Do you need planning permission?

As from July 2012 the introduction of Article 4 Direction came into force. This means that all new Houses of Multiple Occupation will be subject to planning control in some areas. For more information please visit the planning in your area.

The Housing Health and Safety Rating System (HHSRS)
The HHSRS provides an analysis of how hazardous a property is through assessment of 29 potential hazards found in housing. Landlords have to maintain their properties to provide a safe and healthy environment. The HHSRS is enforced by local authorities.

The Tenancy Deposit Scheme
From 6 April 2007, all deposits taken by landlords and letting agents under Assured Shorthold Tenancies (ASTs) in England and Wales must be protected by a tenancy deposit protection scheme. Landlords and letting agents must not take a deposit unless it is dealt with under a tenancy deposit scheme.

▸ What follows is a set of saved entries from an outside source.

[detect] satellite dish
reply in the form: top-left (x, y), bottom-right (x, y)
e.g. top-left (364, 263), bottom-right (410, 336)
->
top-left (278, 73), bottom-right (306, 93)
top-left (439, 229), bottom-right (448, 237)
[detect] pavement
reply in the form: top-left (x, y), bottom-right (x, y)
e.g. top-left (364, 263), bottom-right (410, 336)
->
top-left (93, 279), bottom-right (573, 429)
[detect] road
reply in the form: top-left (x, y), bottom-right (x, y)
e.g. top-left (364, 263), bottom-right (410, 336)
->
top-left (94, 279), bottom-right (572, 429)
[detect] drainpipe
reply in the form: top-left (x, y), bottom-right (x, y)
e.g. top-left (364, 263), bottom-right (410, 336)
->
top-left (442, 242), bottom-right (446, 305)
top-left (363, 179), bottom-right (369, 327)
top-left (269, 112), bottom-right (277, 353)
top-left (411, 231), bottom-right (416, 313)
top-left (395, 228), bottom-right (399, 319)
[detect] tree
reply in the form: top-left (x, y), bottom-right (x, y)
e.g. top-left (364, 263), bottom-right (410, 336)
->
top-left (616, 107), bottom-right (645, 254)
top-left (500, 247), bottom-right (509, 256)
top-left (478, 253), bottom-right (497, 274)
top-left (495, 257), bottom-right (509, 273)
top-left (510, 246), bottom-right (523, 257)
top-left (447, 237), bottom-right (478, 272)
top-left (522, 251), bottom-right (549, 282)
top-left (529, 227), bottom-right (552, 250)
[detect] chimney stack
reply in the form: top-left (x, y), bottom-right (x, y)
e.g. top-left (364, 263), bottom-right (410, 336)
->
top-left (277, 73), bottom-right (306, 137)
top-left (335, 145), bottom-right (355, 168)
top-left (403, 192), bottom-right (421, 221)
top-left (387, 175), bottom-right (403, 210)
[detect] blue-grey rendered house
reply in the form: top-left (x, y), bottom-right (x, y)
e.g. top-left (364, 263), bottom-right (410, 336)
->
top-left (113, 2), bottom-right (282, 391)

To avoid any disputes going to court, each scheme will be supported by an alternative dispute resolution service (ADR). Landlords and letting agents will be able to choose between two types of scheme; a single custodial scheme and two insurance-based schemes. Learn more here: http://www.direct.gov.uk/en/TenancyDeposit/index.htm.

The Disability Discrimination Act 2005
The DDA 2005 addresses the limitations of current legislation by extending disabled people's rights in respect of premises that are let or to be let, and common hold premises. Landlords and managers of let premises and premises that are to let will be required to make reasonable adjustments for disabled people. Under the new duties, provided certain conditions are met (for example, that a request has been made), landlords and managers of premises which are to let, or of premises which have already been let, must make reasonable adjustments, and a failure to do so will be unlawful unless it can be justified under the Act. Landlords will only have to make reasonable adjustments. And they will not have to remove or alter physical features of the premises.